No toda la información es útil, de hecho nuestro receptores "ignoran" aquella información que el cerebro cree que ya es sabida, por ello, no nos alteramos o nos fijamos si al cruzar una calle el primer coche que para, es blanco o negro, pequeño o grande. En cambio si nos damos cuenta si vemos algo que no estamos acostumbrados a ver o nos llama la atención, y es esa información la que se retiene en la memoria.
Anuncios, anécdotas, noticias, comentarios, olores, colores...miles y miles de datos a "archivar". Pero, realmente los "archivamos"??. Creo que las bibliotecas ordenan los libros por estanterias; género, autor, temática...etc. Las asignaturas se ordenan por temas, los libros por capítulos, las películas en el video club por género, incluso por autor, y los documentos en el PC por carpetas.

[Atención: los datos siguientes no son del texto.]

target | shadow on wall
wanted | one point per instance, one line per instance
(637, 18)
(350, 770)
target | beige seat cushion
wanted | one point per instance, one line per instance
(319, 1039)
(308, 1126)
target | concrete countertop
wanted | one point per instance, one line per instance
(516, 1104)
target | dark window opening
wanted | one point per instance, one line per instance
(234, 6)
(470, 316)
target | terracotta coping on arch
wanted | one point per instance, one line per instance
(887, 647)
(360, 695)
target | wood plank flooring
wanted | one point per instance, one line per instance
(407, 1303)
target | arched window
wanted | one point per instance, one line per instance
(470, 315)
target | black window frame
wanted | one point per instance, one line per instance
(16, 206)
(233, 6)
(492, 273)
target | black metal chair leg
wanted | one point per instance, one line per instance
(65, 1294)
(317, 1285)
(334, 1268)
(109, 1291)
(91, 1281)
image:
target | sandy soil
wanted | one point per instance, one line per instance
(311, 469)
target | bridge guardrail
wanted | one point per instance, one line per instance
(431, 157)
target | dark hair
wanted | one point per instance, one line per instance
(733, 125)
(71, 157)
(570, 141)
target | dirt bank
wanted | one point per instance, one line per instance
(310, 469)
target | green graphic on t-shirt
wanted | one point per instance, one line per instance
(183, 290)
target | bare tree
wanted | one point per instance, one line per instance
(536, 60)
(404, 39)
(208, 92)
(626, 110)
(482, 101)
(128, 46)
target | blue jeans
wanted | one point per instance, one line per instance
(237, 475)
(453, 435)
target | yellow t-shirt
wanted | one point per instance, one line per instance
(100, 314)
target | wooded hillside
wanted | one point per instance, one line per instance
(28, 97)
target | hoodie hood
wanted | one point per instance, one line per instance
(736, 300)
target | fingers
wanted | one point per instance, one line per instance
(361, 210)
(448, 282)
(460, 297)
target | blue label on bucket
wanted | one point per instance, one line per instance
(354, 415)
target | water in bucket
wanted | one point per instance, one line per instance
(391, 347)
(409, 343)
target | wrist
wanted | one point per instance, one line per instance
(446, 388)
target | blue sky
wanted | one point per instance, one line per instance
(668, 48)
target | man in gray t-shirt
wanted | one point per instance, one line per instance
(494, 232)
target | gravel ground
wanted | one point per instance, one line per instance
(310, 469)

El hombre, que asi mismo es un ser animal, se diferencia de los demás animales por la razón. Necesita ordenar toda aquella información, para poder generar abstracción, reflexionar, ordenar, e intentar rentabilizar esfuerzos y tiempo a la hora de gestionar su vida.
Deporte, viajar, ver tele, cocinar, escuchar música, leer (poco, pero leer), escribir, cotillear, planchar, cocinar, limpiar, cocinar. ¿Y pensar? ¿Existe el tiempo para pensar?